This random guy asked me if I had downs. I was like up yours! And I got out of his car.
I'm at a work party and I don't know how to drink socially. You know, like slow?
it was a mass text i'm sorry
do you usually send 'hey sexy' as a mass text?
I never said you were fat, just too fat for ME
well..after leaving the bar you handed me your wallet and said you didnt need it cause you were going to find the cash cab and added 'i'll see you on tv'
Right before he passed out, he said "Stuporman, coming in for a landing"
Sitting in a bubble bath with my bong, how's your morning?
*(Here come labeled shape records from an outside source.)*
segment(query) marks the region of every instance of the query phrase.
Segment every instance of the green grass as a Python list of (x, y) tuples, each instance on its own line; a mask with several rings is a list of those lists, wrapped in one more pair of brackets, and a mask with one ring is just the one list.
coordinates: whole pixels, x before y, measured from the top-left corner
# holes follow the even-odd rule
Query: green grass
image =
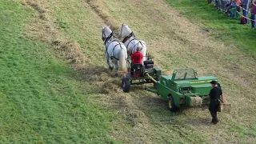
[(107, 130), (114, 114), (88, 101), (96, 87), (47, 45), (22, 36), (34, 13), (0, 2), (0, 143), (113, 142)]
[(240, 20), (230, 20), (227, 15), (216, 11), (216, 8), (206, 0), (166, 1), (183, 16), (210, 31), (214, 38), (236, 46), (256, 58), (255, 42), (253, 41), (256, 37), (256, 30), (250, 23), (244, 26), (240, 24)]

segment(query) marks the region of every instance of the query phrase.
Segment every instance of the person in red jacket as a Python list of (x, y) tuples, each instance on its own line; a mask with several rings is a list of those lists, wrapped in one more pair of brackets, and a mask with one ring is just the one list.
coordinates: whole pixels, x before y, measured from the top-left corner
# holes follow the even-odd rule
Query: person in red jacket
[(131, 68), (130, 74), (134, 74), (134, 65), (142, 64), (143, 54), (140, 52), (141, 48), (137, 47), (136, 52), (131, 55)]

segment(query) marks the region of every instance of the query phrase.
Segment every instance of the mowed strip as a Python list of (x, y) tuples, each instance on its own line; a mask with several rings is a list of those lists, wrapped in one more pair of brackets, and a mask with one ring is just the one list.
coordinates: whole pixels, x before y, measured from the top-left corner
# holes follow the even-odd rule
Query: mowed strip
[[(222, 124), (208, 128), (203, 124), (210, 118), (208, 111), (191, 109), (184, 111), (186, 117), (181, 118), (183, 126), (216, 142), (242, 142), (247, 138), (253, 142), (255, 134), (249, 131), (254, 126), (255, 118), (254, 59), (233, 46), (214, 40), (164, 1), (102, 2), (98, 6), (107, 7), (110, 15), (130, 25), (137, 37), (147, 42), (150, 54), (160, 67), (166, 70), (192, 67), (199, 74), (220, 78), (226, 100), (233, 105), (231, 114), (221, 114)], [(141, 104), (136, 97), (134, 102)], [(146, 107), (142, 111), (154, 117)], [(218, 133), (215, 133), (217, 130)], [(212, 134), (214, 139), (210, 138)]]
i'm just sitting here watching hocus pocus, eating takeout, and taking self esteem quizzes online while everyone is out partying. you tell me how my night is.
It's 10AM, she's drunk blaring veggie tales and I have a paper to write you've got to be fucking kidding me
My mind just played a snippet of me asking to be a Joey and trying to climb into your apron pocket...
On Tinder, guy asked me if I had ever been fucked by a Pokemon master. Needless to say I didn't respond.
Met a beautiful Irishman two nights in a row. I may never come back.
We're so high we're eating flavored lube.
They made Game of Thrones Oreos. Kill me.
Please stop telling my mom she doesn't have nipples when she's been drinking. You know shell show you. Forcefully.